Hi, @Maciek
I apologize for my late response. I have investigated your model and I am not quite sure how did you obtain those results displayed on the scope from the profiler block. What I have done is to create a new model and use FreeMASTER to check out the results that profiler block has returned, like in the image below:

Comparing the results between profiler block and PIL profiler functionality, you are right. There are different values because PIL profiler introduces a lot of overhead and I had already open a ticket trying to resolve it. For the moment, I suggest to use profiler blocks because they are more accurate and also I might suggest to modify the compiler flag for optimization from -O1 to -O0 for better accuracy when measuring the time execution of a portion of code.
When using the profiler block, the generated code for your subsystem/model will be put inside the function calls that will get tick values from LPIT timer.
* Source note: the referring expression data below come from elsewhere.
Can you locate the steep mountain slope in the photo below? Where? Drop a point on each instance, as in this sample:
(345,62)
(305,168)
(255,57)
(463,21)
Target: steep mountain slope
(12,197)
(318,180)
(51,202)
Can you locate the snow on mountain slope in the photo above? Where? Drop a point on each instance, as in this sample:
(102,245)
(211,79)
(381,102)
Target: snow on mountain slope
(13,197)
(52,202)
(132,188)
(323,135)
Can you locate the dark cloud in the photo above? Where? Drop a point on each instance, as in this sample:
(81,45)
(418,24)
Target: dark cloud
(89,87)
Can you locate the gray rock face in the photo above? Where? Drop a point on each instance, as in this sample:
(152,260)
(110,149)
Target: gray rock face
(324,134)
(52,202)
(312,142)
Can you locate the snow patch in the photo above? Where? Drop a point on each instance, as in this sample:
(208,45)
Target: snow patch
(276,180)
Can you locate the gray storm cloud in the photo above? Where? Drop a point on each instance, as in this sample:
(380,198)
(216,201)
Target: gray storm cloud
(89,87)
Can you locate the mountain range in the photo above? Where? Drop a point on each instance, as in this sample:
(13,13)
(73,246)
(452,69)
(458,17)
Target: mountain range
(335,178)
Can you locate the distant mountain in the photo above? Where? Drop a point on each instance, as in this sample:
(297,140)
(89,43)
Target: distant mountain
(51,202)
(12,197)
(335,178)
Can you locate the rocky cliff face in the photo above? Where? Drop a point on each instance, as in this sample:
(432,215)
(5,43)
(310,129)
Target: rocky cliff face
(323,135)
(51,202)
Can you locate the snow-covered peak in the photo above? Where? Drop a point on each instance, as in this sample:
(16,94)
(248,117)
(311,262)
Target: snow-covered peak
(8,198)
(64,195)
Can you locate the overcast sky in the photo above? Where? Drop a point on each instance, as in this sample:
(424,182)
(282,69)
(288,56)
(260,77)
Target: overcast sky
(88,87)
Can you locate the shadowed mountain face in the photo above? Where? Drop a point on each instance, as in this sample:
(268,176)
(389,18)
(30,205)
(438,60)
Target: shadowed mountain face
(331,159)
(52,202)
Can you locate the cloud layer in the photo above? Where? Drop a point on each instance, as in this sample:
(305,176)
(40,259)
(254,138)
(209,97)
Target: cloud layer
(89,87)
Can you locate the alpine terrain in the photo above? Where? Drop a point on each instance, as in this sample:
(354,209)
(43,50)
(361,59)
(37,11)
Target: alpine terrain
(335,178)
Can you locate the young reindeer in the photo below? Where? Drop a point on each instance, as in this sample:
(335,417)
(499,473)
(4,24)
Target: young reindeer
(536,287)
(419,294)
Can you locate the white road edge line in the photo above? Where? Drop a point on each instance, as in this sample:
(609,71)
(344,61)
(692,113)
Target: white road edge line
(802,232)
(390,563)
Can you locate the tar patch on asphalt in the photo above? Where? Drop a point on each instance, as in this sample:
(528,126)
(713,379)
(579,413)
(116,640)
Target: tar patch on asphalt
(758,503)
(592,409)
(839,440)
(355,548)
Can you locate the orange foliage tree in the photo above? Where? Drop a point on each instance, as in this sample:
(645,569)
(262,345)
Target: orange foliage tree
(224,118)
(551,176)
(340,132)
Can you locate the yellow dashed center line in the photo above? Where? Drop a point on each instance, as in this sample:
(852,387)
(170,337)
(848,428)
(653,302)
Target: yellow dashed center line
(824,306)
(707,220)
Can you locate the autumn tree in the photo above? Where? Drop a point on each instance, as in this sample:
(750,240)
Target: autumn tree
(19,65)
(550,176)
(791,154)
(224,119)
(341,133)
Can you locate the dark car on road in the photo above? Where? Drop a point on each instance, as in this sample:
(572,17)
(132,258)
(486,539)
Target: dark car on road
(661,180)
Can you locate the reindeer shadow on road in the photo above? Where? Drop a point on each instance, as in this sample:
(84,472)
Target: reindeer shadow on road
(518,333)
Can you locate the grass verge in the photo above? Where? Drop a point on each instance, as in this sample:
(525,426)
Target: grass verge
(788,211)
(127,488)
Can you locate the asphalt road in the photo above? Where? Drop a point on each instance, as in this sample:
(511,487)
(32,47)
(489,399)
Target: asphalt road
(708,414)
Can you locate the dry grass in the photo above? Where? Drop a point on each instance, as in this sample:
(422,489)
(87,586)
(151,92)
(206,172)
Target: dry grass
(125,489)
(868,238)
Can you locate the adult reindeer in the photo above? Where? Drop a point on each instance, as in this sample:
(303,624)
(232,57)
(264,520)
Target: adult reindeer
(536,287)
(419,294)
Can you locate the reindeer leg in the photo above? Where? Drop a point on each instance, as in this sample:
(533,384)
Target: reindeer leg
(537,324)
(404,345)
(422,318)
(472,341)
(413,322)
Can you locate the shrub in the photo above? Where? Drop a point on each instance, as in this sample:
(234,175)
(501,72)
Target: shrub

But when using PIL profiling functionality, there are a lot of calls until it gets to use the LPIT timer to get the ticks, because the code for PIL is generated differently than an usual model building. For example, below you can see the functions used to profile the code in PIL for your model that you`ve sent me and those profilerStart and profilerEnd functions will call another functions in cascade to actually measure something and then uploading the results in Simulink. So we can observe the introduced overhead from this cascading function calls.

Hope this helps! If you have questions, feel free to discuss.
Best regards,
Stefan.